By Lynne Herr
Why Use The One-Box Method Over Multiple Boxes for your Classroom
First: It’s less locks and equipment for you to manage and reset between class periods.
Second: It costs less.
Third: The ticket system forces students to communicate about their work to develop answers for which the whole team is confident.
Fourth: It prevents students from hanging around the box fiddling with the locks trying to hack them. The focus is on the clues and solving them collaboratively.
Procedure for using the Ticket System to Run Breakout EDU with One Box for Your Class: (Note this example is for the game Time Warp, which uses two 4-digit locks.)
- Divide your class into teams of 5-8 students. For most classrooms, that means 3-4 teams per class period.
- Assign each team a color: Blue, Red, Green, Yellow
- Print a set of game clues for each team and color code them with a marker, or colored sticker tied to the team color. (NOTE: If the game uses the UV light, you can buy additional lights so each team can take their light at the appropriate time they discover it in the game, or they can use the light when they find it then return it to the original place where it was found. My preference is to have one color-coded flashlight per team inside one 3-digit lock box. When they figure out the code to the lock box, they remove their team’s marked flashlight and set the box to 000. I keep the box on the table with me next to the Breakout EDU box.)
- Place each set of color coded clues (I used the symbol you see in the photo just for visual interest) in its own area of the classroom to give space between groups. Any game pieces that must be shared by all teams should remain at the front of the room with the box. (I learned from Kim Alvarado that hiding clues can waste precious class time so consider the needs of your group as you decide whether or not you need to hide clues.)
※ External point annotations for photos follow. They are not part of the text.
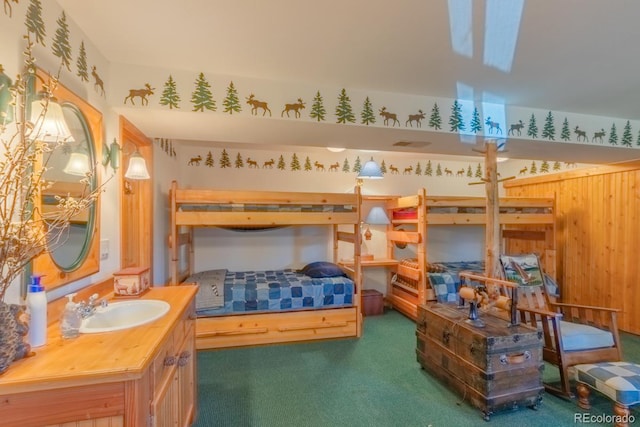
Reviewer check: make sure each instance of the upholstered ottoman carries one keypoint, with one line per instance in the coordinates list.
(619, 381)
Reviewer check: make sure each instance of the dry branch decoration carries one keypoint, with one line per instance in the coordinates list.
(26, 231)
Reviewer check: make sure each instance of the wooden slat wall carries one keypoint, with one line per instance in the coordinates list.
(597, 235)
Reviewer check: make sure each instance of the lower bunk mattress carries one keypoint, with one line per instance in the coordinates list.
(223, 292)
(444, 278)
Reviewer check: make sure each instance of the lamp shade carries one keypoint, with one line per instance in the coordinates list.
(137, 167)
(370, 170)
(78, 164)
(377, 216)
(49, 125)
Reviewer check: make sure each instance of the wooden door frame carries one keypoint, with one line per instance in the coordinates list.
(132, 138)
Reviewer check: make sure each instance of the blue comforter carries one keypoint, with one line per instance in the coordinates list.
(278, 290)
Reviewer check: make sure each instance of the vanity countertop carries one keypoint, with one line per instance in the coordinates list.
(97, 358)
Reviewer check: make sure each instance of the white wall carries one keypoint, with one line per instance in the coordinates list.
(293, 247)
(12, 30)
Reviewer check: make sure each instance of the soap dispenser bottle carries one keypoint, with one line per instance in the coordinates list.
(71, 319)
(37, 306)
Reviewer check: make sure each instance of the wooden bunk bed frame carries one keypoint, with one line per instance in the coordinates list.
(272, 327)
(526, 225)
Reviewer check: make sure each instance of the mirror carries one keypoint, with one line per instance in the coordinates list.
(76, 253)
(70, 249)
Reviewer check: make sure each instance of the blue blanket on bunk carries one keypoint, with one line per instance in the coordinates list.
(446, 282)
(277, 290)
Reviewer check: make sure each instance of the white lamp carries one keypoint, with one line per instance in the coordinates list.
(370, 170)
(376, 216)
(78, 164)
(137, 167)
(50, 125)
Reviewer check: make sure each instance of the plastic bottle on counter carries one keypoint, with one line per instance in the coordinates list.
(37, 306)
(71, 319)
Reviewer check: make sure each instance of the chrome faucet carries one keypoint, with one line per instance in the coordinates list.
(87, 309)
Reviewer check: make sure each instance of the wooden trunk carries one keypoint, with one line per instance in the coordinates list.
(496, 367)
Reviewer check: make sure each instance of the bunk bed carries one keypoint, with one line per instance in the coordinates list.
(526, 225)
(294, 306)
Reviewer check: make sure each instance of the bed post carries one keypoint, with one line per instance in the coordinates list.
(421, 250)
(357, 261)
(173, 236)
(492, 229)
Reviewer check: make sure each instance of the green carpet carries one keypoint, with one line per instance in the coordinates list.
(373, 381)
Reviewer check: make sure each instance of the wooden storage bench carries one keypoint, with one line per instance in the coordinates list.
(495, 367)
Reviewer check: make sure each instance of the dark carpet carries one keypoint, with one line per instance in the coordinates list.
(372, 381)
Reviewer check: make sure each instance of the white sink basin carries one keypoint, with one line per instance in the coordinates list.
(123, 315)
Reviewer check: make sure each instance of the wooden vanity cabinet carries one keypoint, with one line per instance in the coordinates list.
(140, 377)
(173, 397)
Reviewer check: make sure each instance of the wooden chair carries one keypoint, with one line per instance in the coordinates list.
(573, 334)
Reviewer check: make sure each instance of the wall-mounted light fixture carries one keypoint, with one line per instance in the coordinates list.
(370, 170)
(137, 168)
(78, 163)
(48, 120)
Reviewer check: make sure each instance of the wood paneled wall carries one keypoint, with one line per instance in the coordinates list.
(597, 235)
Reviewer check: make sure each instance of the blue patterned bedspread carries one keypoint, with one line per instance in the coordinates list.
(280, 290)
(447, 282)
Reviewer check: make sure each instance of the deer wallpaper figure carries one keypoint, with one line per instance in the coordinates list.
(293, 107)
(255, 104)
(387, 115)
(415, 117)
(140, 93)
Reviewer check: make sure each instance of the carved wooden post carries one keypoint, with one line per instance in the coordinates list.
(492, 233)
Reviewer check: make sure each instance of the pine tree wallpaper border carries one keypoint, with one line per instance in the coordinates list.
(202, 98)
(419, 168)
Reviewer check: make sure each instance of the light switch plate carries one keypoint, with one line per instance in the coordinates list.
(104, 249)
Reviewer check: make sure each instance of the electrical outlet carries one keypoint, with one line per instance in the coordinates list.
(104, 249)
- Give each team a set of tickets and a combination recordign sheet that match their team color. I’ve found that it works well to give the team 1-2 more tickets than the number of locks you have in the game.
- Create a lock tally sheet with columns organized by team color (Mine is shown here and included below). This sheet will be kept at the box station under teacher supervision.
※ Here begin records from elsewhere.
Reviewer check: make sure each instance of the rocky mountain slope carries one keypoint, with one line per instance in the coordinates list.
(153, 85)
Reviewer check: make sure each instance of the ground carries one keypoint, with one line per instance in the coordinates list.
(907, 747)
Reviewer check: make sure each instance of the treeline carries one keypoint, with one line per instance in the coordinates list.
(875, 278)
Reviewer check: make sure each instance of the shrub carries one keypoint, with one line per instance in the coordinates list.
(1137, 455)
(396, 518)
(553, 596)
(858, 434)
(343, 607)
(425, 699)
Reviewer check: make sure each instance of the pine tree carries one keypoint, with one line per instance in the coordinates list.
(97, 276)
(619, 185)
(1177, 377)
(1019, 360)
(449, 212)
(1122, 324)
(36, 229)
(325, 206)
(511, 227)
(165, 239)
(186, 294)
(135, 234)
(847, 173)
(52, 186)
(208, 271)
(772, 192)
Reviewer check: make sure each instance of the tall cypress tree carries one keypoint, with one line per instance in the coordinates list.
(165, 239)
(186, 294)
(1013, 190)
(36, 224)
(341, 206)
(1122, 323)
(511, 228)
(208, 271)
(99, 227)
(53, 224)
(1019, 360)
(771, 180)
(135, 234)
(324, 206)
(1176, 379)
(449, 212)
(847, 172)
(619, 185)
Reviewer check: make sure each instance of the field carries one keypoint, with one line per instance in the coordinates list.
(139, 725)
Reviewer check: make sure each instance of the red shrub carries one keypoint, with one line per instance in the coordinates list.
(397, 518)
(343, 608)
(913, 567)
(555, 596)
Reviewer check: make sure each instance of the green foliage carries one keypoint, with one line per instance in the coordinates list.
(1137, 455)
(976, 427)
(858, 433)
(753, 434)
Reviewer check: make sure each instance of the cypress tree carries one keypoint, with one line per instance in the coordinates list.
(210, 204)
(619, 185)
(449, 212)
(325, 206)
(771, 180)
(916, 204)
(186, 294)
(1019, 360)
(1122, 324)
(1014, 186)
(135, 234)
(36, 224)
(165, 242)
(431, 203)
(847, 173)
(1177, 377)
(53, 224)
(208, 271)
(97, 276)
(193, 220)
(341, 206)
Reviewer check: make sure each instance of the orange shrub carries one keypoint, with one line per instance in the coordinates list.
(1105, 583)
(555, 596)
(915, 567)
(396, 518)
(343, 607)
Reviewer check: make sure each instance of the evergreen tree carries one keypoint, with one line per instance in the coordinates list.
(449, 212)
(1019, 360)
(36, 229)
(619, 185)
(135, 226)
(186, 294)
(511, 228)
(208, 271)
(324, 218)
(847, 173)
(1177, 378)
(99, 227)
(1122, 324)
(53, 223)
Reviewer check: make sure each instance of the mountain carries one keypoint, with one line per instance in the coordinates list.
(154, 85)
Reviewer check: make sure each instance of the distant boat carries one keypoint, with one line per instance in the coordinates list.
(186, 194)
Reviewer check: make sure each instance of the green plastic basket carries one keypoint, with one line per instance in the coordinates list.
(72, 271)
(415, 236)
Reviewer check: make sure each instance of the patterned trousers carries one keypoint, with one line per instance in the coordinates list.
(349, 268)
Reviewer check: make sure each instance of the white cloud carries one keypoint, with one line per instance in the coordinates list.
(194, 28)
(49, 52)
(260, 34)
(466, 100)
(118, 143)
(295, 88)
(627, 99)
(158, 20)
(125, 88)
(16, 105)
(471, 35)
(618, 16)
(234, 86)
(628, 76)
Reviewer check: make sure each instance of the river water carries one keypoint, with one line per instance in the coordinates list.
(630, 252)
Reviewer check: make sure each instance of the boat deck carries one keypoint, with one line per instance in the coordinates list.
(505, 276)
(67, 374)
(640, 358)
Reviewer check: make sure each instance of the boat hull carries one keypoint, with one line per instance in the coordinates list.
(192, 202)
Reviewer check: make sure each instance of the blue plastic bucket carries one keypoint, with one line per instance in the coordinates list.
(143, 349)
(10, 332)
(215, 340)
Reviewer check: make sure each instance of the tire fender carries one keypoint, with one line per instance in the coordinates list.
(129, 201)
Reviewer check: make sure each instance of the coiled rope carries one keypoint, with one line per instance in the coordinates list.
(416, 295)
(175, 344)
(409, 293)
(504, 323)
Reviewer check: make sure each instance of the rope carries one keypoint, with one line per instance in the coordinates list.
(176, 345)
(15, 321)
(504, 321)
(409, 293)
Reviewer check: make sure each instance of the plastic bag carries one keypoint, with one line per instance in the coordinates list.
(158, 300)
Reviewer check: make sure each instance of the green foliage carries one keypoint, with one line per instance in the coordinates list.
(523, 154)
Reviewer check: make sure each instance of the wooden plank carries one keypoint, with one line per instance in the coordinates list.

- Use a phone or ipad timer at the box station to set to 1 minute. Each colored ticket for a team is redeemable for one minute at the box to try to open any locks they want to try.
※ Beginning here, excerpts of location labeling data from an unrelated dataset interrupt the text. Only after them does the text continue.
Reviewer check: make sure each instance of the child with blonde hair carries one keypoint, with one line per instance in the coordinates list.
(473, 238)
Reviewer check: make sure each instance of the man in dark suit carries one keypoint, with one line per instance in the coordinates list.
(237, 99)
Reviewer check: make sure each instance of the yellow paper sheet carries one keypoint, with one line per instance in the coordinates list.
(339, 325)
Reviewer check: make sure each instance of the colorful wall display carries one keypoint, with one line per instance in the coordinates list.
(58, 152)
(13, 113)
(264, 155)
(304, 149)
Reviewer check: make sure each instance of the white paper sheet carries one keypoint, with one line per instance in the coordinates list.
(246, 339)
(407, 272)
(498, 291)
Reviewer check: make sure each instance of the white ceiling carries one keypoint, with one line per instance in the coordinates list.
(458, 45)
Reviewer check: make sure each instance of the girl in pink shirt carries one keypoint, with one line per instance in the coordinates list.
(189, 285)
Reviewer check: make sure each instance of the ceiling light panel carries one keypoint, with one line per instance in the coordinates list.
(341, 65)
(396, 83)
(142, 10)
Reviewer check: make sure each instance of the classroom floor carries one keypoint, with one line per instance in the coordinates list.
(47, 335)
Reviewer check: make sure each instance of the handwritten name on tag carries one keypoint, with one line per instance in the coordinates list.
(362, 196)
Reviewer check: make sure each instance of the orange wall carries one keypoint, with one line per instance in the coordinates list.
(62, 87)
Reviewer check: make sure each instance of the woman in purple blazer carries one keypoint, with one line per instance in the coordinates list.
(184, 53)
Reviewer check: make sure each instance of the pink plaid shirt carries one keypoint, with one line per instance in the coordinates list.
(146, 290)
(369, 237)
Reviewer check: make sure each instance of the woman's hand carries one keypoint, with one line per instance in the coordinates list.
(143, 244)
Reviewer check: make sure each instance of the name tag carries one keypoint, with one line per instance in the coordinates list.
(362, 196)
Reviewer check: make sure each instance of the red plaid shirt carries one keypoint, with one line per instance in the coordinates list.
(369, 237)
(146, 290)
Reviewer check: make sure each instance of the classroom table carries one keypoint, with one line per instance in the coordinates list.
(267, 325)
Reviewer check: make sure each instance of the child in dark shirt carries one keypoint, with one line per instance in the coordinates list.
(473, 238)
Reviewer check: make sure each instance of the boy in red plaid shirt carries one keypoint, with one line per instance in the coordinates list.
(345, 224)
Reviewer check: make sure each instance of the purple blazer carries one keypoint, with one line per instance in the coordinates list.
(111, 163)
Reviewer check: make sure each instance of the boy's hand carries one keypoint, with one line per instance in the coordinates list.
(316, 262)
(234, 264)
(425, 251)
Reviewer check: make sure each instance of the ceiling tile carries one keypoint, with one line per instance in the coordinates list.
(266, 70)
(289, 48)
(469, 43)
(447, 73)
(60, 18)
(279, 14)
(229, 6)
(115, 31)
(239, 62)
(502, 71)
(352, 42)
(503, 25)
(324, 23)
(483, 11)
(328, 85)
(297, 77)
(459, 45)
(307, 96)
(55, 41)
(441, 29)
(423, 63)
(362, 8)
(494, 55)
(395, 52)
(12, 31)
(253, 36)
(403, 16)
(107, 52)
TIP: To avoid confusion, take the ticket and put it next to the box while the team member attempts the locks during their minute, then set it aside for a future game. When the next student comes up, do the same. It will help you keep correct lock opening records as it’s easy to get distracted during the flurry of activity in the game. For example, you’ll glance down, see the green ticket, and remember to make the opened lock in the green column.
- Use a second phone or ipad to launch the game countdown timer.
- Only one person per team may redeem a ticket and attempt the locks. However, each ticket may be redeemed by a different person on the team.
- Only one student may be at the box at a time. The next person in line to try the locks waits a designated distance from the box (perhaps marked with tape on the floor).
- When a team opens a lock, the teacher marks it in the correct column on the tally sheet and rolls the numbers on the lock to the original starting point (it works well for me to have the lock “show” all zeros for number locks or a standard word such as “SPELL” for letter locks). NOTE: you are not resetting the lock combination, just putting the numbers at a common starting point to make each student’s time with the locks most efficient and consistent from team to team.
- Based on the tally sheet, the last team to open a lock hands it to the teacher to put into the storage box.
- The first team to solve all locks records their time.
- All teams compete for time. I compare it to heats in a track meet.
- The last lock to be removed opens the box for the whole class. If the last team doesn’t open the box in the designated time (suggested 2 min prior to class time ending) the teacher removes the remaining locks for the successful teams to see what’s inside - typically the we broke out or epic fail posters.
- Each team should have the opportunity to earn additional tickets if they are needed to stay in the game. This can be through team challenges (sing the Hokey Pokey through at least 3 body parts) or additional work directly related to the game’s content such as an additional math or language arts challenge problem to be completed in 2 min or less.
The teacher (box monitor) uses one colored Master Chart per class period to track team progress
Each student team gets one sheet to track their possible solutions.